The wildlife might cause some problems if you have to commute to work, not because of predators but because of the white-tailed deer, it is fairly common to see deer in suburban areas grazing. If you are not a big fan of cicadas then you probably not going to like it in Ohio, in some areas of the state the number of cicadas can be fairly high. The most common animal found in Ohio is the white-tailed deer, although you can also find shrews, foxes, and muskrats.

Ohio has several rivers and lakes in addition to Lake Erie, here you will find walleye, smallmouth bass, largemouth bass, flathead, and several types of catfish. You will need a license both for fishing and hunting

Ohio Road Access

The main problem with road access in Ohio is not the lack of roads but the poor infrastructure, the closer you get to the cities the more potholes you will come across. Although you can easily avoid these potholes in the summertime but during the wintertime, they can pose a serious threat. People who live off the grid either use 4×4 vehicles or snowmobiles during the wintertime.

Ohio Price Of Land

The price of land in Ohio is fairly cheap when you compare it to the rest of the country, you can expect to pay around 40% less for housing and land than in the rest of the country. There are a couple of states that also have similarly cheap land but most of them are fairly undeveloped and located in the southern part of the state. If you want to live as frugal as possible then the cheap price of land and housing alone is well worth it in Ohio.

Property Tax In Ohio

The property tax is fairly higher in Ohio than in the rest of the country, currently, the property tax in Ohio is 1.57% and the national average is at 1.08%.  Although the property tax is higher than the national average but the low cost of housing and property makes up for it easily.

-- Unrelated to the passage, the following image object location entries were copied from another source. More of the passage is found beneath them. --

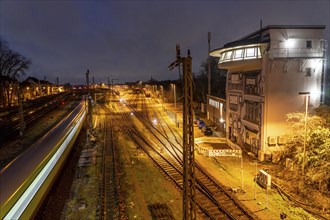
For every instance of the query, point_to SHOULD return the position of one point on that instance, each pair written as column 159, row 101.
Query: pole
column 174, row 91
column 305, row 137
column 189, row 189
column 22, row 124
column 242, row 169
column 209, row 64
column 255, row 182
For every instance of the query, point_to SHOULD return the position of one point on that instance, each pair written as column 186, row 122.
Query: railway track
column 212, row 199
column 112, row 202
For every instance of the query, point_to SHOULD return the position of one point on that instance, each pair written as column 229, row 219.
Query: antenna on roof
column 260, row 27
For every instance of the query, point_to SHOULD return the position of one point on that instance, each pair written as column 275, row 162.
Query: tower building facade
column 268, row 70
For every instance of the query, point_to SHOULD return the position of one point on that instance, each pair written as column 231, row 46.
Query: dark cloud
column 134, row 40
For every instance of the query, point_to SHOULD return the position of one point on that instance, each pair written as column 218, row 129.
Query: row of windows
column 242, row 53
column 215, row 104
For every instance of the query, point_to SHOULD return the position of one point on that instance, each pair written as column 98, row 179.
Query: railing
column 295, row 52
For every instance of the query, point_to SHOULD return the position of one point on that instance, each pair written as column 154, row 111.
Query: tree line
column 13, row 65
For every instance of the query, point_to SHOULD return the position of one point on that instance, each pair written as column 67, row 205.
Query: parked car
column 208, row 131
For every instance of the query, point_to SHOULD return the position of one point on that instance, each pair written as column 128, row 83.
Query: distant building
column 216, row 112
column 267, row 70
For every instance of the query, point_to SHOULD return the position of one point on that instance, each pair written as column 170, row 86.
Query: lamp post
column 174, row 92
column 306, row 94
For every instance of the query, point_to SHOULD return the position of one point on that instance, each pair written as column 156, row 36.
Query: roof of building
column 262, row 36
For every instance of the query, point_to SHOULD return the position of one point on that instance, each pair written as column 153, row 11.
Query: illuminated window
column 223, row 56
column 309, row 44
column 309, row 71
column 250, row 52
column 228, row 55
column 238, row 53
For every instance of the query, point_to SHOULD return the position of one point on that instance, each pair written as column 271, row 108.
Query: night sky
column 135, row 40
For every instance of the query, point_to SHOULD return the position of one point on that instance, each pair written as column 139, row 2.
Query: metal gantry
column 189, row 190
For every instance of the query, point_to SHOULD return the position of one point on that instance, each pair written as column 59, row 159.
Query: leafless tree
column 12, row 66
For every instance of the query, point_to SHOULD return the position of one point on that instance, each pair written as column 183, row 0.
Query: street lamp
column 306, row 94
column 174, row 92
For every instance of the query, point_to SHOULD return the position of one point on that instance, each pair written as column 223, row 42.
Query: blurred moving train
column 25, row 182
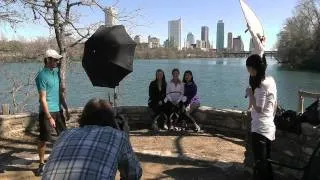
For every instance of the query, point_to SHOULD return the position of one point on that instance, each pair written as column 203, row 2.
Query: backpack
column 312, row 114
column 287, row 120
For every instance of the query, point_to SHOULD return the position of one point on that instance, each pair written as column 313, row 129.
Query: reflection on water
column 221, row 82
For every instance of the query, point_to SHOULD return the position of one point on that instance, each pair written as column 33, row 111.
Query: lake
column 221, row 82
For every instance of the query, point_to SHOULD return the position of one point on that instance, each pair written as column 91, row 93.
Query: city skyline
column 174, row 33
column 154, row 18
column 220, row 35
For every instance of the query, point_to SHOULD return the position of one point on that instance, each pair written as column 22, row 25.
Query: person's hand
column 52, row 122
column 249, row 92
column 67, row 115
column 184, row 99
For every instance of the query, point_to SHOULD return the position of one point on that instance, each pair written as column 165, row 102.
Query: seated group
column 173, row 103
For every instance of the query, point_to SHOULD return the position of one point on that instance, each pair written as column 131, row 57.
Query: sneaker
column 197, row 128
column 155, row 127
column 40, row 169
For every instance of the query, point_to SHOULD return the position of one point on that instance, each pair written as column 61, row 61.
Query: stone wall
column 210, row 119
column 288, row 148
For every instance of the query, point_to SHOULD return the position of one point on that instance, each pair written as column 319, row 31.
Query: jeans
column 261, row 148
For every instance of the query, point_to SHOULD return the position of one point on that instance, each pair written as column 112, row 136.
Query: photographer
column 95, row 150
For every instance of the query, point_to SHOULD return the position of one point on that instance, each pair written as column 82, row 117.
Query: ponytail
column 264, row 60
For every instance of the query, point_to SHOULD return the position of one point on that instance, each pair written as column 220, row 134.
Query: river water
column 221, row 82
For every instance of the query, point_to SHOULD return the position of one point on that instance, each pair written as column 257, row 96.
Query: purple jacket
column 190, row 91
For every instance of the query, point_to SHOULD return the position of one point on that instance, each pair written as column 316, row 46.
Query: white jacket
column 175, row 93
column 266, row 98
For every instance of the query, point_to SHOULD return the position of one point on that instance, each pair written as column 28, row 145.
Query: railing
column 302, row 95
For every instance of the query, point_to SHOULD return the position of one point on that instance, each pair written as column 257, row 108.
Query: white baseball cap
column 53, row 54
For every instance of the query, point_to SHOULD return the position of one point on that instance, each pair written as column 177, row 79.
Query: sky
column 153, row 17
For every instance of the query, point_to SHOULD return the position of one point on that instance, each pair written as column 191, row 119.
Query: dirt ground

The county with the lowest property tax in Ohio is Licking County at 1.42%.

Ohio Cost Of Living

In general, the cost of living is around 18% lower than the national average, most notably the price of housing is around 40%, healthcare is 13%, and transportation is around 17% cheaper than the national average. In addition to this, you will also pay around 4% less for groceries and the utilities will cost you around the same as the national average.

Ohio Jobs

The unemployment rate in Ohio is around 4.2% which is a little bit higher than the national average which is 4%. The minimum wage is at $8.55 which is higher than the national average which is $7.25. The biggest industries in Ohio are aerospace and defense, healthcare, agriculture, education, manufacturing, and the auto industry.

Ohio Crime Rate

The crime rate in Ohio is significantly lower than the national average, currently, the crime rate is at around 2.8 crimes per 1000 people and the national average is at 4 crimes per 1000 people. The cities with the lowest crime rate are New Weston, Clifton, Waite Hill, and Rockford. The areas with the highest crime rates are Logan, Newark, Heath, and Cincinnati. Generally speaking, the northern and the northwestern parts of the state have the lowest crime rates.

Ohio Natural Disasters

The main natural disasters in Ohio are flash floods, floods, tornadoes, heavy rain, and snow. By far the most destructive natural disasters in Ohio are the flash floods and tornadoes, although Ohio is considered relatively safe when it comes to natural disasters as these do not occur that often.

Key Takeaways

  • While it is possible to live off the grid in Ohio, it’s important to be familiar with local regulations and obtain necessary permits and approvals. Research and comply with applicable laws, zoning regulations, and permitting requirements to ensure compliance and a smooth off-grid lifestyle.
  • Off-grid living in Ohio requires effective resource management. This includes planning for alternative energy sources, water collection and conservation methods, and waste management strategies to ensure self-sufficiency and sustainability.
  • Building connections with like-minded individuals and off-grid communities in Ohio can provide valuable support and shared knowledge. Engaging in local off-grid networks, workshops, or online communities can offer insights, resources, and a sense of community for a successful off-grid experience in the state.